Background
Lipoabdominoplasty techniques may be followed by a wide range of complications such as flap necrosis, wound dehiscence, surgical site infection, epigastric bulging, malpositioned umbilicus, high transverse scar, and seroma formation. Villegas in 2014 introduced Transverse Plication, No Undermining, Full Liposuction, Neoumbilicoplasty, and Low Transverse Abdominal Scar (TULUA) abdominoplasty to improve the esthetic outcome and to avoid the many associated complications mentioned. The aim of this study was to compare the esthetic and functional outcomes between the traditional lipoabdominoplasty and TULUA abdominoplasty.
Patients and methods
In this prospective comparative clinical study, 60 adult women with excess subcutaneous abdominal fat and skin laxity after repeated pregnancies with mild to moderate degree of diastasis of recti were included.

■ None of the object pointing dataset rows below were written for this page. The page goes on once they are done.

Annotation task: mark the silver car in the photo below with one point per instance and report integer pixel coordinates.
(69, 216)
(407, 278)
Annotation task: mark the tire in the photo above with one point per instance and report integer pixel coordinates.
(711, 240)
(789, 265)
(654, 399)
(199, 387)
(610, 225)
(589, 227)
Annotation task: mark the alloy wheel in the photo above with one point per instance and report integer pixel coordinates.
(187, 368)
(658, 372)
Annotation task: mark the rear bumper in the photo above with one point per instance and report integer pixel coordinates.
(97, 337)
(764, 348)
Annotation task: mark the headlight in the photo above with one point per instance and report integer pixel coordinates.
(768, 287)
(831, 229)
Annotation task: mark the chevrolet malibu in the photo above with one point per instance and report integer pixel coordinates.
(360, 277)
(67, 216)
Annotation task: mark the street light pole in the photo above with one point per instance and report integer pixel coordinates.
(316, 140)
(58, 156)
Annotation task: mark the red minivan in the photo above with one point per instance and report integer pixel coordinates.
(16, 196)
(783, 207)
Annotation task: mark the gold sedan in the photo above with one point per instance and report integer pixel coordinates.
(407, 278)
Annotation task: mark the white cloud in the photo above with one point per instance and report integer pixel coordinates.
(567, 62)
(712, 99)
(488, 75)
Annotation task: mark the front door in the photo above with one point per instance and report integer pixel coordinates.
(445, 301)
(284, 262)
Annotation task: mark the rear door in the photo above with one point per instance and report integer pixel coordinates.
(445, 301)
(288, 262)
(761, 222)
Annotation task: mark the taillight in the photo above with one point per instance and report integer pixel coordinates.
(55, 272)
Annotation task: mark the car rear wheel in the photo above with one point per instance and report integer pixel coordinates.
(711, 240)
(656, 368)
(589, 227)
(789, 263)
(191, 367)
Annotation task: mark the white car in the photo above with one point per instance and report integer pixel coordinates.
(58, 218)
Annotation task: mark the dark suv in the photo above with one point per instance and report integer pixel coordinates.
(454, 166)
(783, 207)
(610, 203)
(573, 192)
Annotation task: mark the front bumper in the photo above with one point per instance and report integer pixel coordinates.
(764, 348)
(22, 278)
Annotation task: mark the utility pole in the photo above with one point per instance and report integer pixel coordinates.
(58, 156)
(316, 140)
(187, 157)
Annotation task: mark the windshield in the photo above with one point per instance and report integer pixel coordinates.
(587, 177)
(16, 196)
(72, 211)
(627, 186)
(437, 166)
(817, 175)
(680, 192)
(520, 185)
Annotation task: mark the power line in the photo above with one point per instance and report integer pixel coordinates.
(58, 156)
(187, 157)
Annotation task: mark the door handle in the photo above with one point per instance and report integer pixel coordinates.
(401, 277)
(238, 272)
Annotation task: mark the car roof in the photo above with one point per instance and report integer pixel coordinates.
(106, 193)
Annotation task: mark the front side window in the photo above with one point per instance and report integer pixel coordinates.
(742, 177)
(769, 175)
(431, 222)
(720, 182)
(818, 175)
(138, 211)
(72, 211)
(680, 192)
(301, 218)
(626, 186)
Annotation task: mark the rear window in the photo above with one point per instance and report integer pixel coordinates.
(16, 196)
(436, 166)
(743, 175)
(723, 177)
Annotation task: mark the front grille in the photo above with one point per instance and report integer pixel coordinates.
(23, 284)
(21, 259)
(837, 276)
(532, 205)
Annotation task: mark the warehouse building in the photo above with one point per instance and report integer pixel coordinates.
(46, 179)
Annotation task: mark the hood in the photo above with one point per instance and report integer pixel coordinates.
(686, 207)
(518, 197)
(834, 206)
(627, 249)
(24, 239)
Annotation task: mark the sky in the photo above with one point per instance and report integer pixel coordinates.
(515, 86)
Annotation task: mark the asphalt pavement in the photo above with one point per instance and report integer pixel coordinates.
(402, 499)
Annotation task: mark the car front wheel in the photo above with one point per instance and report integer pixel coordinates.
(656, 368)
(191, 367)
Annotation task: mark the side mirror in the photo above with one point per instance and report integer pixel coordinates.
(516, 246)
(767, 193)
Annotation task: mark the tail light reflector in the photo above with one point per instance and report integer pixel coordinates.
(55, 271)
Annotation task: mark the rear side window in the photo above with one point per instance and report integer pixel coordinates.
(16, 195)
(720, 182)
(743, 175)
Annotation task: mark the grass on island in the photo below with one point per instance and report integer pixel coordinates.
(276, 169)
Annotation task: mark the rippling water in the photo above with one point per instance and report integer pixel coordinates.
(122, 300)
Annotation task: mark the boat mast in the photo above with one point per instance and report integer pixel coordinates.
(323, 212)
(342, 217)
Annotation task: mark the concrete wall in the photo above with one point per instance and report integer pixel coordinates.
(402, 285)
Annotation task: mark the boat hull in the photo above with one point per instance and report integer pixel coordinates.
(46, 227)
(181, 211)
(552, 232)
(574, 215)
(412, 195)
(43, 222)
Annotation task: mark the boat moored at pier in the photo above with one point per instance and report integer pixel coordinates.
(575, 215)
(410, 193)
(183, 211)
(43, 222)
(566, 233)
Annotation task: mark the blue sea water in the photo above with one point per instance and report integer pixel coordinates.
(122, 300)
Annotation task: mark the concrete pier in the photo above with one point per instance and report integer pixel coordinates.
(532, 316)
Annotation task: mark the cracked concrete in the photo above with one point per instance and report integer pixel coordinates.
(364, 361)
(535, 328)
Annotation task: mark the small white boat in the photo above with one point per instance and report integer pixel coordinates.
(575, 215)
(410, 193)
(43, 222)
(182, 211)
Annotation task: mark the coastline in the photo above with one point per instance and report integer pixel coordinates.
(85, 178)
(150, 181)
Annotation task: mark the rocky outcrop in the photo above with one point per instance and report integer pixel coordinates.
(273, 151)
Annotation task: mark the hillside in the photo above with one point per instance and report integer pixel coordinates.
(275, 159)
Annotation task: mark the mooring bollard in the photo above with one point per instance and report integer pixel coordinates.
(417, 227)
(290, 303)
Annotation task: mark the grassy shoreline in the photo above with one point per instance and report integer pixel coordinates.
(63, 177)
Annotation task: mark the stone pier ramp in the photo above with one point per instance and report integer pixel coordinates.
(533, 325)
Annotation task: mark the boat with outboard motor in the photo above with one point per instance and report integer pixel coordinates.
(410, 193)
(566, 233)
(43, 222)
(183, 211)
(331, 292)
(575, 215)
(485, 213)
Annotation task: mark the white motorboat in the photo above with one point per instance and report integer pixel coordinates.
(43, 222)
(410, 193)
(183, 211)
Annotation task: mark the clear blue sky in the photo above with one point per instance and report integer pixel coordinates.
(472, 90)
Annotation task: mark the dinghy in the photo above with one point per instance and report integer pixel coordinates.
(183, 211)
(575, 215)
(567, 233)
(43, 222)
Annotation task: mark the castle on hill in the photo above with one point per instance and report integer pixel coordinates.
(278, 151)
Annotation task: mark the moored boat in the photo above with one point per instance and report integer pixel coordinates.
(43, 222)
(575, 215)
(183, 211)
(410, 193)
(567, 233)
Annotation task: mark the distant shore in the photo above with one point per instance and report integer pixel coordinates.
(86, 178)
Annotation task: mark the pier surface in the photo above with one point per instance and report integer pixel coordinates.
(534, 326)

The patients’ ages ranged between 28 and 55 years, and their BMI scores were 25–35 kg/m. Group A (30 patients) underwent lipoabdominoplasty, whereas group B (30 patients) underwent TULUA abdominoplasty. The patients were followed up for a minimum of 6 months, where the comparative study included esthetic results regarding the abdominal contouring using clinical outcome scaling system in addition to functional aspects assessing anatomical features, changes in anterior abdominal wall, and finally, the complication rates between both techniques.
Results
The average volume of liposuction of the abdomen was 2400 ml in group A, whereas in group B, the average volume was 3500 ml. The mean surface area of vertical plicature measured intraoperatively was 211.93±54.66 cm in group A, whereas in group B, the mean transverse plicature surface area was 369.47±84.22 cm. The increase in intra-abdominal pressure after plication and skin closure in group A was 7.93±1.26 cmHO, whereas in group B was 9.87±1.01 cmHO, being higher, with a highly significant difference. Flap sloughing was seen in four cases (13.3%), wound dehiscence in two cases (6.6%), and seroma in three cases (10%) for group A, whereas no cases reported flap necrosis, wound dehiscence, or seroma that need to be aspired in group B. The esthetic outcomes were evaluated using a five-point Likert scale system through three indicators. For group A, the overall result was 4.50±0.87, umbilical appearance was 4.61±0.73, and scar quality was 4.35±0.82. On the contrary, group B showed overall result of 4.53±0.71, umbilical appearance of 4.52±0.82, and scar quality of 4.43±0.87.
Conclusions
TULUA procedure is a safe, reproducible shift in abdominoplasty and is associated with fewer complications.